Manila Water Company reported that its social flagship program Tubig Para sa Barangay (TPSB) continues to provide service improvements to 1.8 million Filipinos in urban poor communities in the East Zone of Metro Manila.
In a statement, the firm said the program, which aims to provide sustainable water to low-income households, racked up a total of 899 projects since its launch in 1998.
In 2022 alone, TPSB completed 29 projects with 826 new water connections which are now providing clean and potable water to 1,222 households.
Back in 2007, Manila Water received a grant from the World Bank under the Global Partnership on Output-Based Aid (GPOBA) securing a $2.8 million (P120 million) aid.
This translated to 20,000 new water service connections for marginalized communities. When the grant was exhausted and the goal was met, Manila Water continued the service expansion of TPSB.
The program makes clean water more affordable. Through the TPSB, 65 percent of the connection service fee is shouldered by Manila Water while the remaining 35 percent is added to their bills for the next 12 months.
These “lifeline customers” with monthly consumption of 10 cubic meters or less continue to enjoy subsidized water bills at around P86 per month.
Aside from supplying water to poor communities, the program also lessens the company’s non-revenue water or system losses.
“By connecting them to our waterlines, these households are assured of clean and potable water which contribute to better community health,” MWC Corporate Communications Affairs Group Director Jeric Sevilla said.
He added that, “Illegal water connections are prone to breakages which lead to contamination and cause gastrointestinal diseases to the residents.
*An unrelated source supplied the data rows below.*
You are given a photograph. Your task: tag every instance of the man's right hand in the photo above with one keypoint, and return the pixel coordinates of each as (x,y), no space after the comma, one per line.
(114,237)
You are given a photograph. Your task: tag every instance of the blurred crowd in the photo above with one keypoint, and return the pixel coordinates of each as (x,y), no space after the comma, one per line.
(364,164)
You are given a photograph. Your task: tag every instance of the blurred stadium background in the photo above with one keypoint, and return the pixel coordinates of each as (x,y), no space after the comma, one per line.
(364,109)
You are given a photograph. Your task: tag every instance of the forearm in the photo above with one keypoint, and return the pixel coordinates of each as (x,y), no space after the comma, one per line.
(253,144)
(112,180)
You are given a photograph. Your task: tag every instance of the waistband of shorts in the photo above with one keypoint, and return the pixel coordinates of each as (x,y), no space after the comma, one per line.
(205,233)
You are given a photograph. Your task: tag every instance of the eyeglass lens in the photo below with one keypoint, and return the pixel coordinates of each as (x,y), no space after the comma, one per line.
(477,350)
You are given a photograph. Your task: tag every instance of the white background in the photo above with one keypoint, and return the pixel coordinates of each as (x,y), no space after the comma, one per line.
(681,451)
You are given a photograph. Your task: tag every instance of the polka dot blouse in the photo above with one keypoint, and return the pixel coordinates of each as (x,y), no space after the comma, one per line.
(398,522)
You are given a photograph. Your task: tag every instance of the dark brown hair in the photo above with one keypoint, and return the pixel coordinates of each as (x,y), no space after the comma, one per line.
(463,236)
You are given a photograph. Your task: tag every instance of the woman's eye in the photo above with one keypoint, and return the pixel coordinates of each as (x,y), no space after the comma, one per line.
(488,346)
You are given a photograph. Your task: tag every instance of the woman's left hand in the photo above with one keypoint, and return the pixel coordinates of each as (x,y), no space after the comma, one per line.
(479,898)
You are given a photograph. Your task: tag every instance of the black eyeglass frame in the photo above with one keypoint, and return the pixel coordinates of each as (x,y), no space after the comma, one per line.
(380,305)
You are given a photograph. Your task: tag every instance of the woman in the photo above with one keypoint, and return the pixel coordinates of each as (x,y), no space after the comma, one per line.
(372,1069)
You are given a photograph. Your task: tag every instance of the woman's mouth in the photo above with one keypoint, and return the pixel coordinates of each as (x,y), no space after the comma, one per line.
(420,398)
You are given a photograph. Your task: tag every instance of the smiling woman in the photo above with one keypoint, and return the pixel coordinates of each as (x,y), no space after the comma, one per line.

TPSB also lessens the company’s system losses or non-revenue water by connecting these households properly and legally.”
Regular sampling in TPSB communities ensures their water consistently passes the Philippine National Standards for Drinking Water.
Aside from supplying 24/7 clean and potable water to low-income communities, TPSB also became an avenue for livelihood opportunities. Community cooperatives used to manufacture and produce meter protectors and handicrafts.
The success of TPSB lies in the involvement of the beneficiaries and its local government units (LGUs) as throughout the water connection process, the residents and their LGUs are consulted by Manila Water.
“The consultation sessions and participation of the community the gives them a sense of ownership. This partnership strategy helps the program be more sustainable,” Sevilla said.